I had given a favorable opinion for Grichka's defense, based on a rapid and indulgent reading of the thesis text. Alas, I was completely mistaken. The scientific language was just an appearance behind which hid incompetence and ignorance of even basic physics.

The journal Classical and Quantum Gravity (CQG) published one of the Bogdanoffs' papers, titled "Topological field theory of the initial singularity of spacetime"; Ian Russell, assistant director of its journals division, later issued a statement stating that "we deployed our standard peer-review process on that paper." After the publication of the article and the publicity surrounding the controversy, mathematician Greg Kuperberg posted to Usenet a statement written by the journal's senior publisher, Andrew Wray, and its co-editor, Hermann Nicolai. The statement read, in part,

Regrettably, despite the best efforts, the refereeing process cannot be 100% effective. Thus the paper ... made it through the review process even though, in retrospect, it does not meet the standards expected of articles in this journal... The paper was discussed extensively at the annual Editorial Board meeting ... and there was general agreement that it should not have been published. Since then several steps have been taken to further improve the peer review process in order to improve the quality assessment on articles submitted to the journal and reduce the likelihood that this could happen again.
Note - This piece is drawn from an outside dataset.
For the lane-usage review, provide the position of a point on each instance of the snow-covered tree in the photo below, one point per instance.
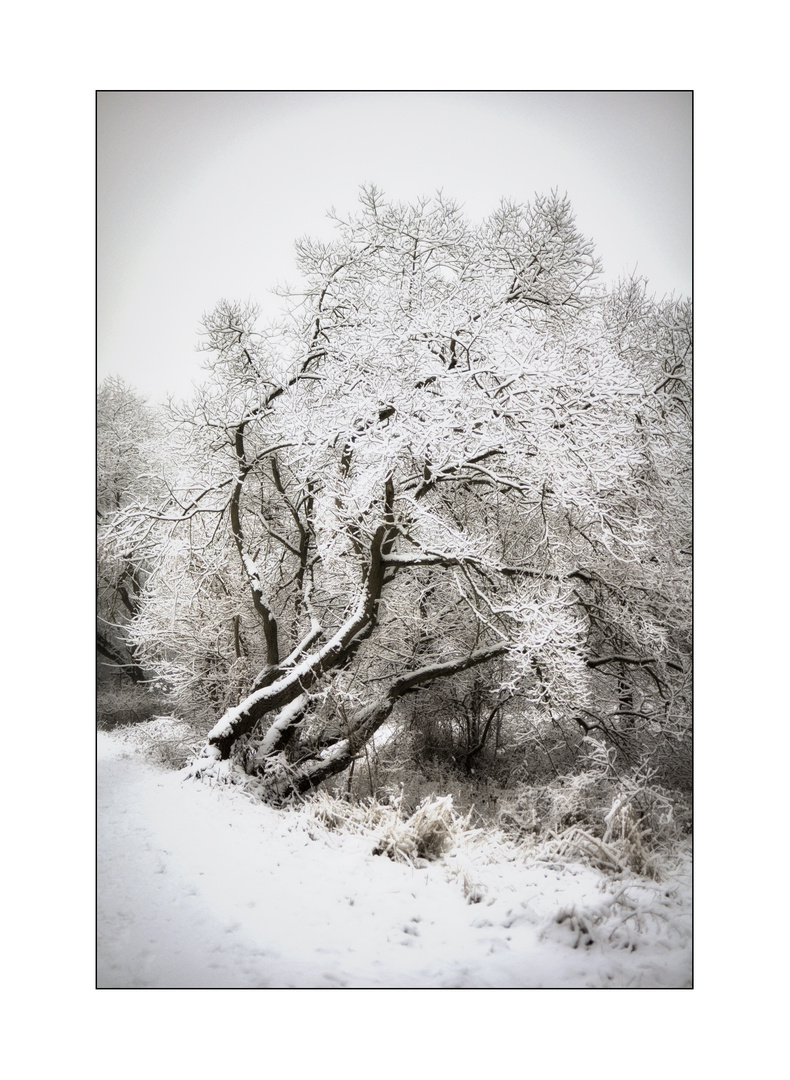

The statement was quoted in The New York Times, The Chronicle of Higher Education, and Nature. Moreover, Die Zeit quoted Nicolai as saying that had the paper reached his desk, he would have immediately rejected it.

The Chinese Journal of Physics published Igor Bogdanoff's "The KMS state of spacetime at the Planck scale", while Nuovo Cimento published "KMS space-time at the Planck scale". According to physicist Arun Bala, all of these papers "involved purported applications of quantum theory to understand processes at the dawn of the universe", but ultimately turned out to be a "hoax perpetrated on the physics community."

Not all review evaluations were positive. Eli Hawkins, acting as a referee on behalf of the Journal of Physics A, suggested rejecting one of the Bogdanoffs' papers: "It would take up too much space to enumerate all the mistakes: indeed it is difficult to say where one error ends and the next begins."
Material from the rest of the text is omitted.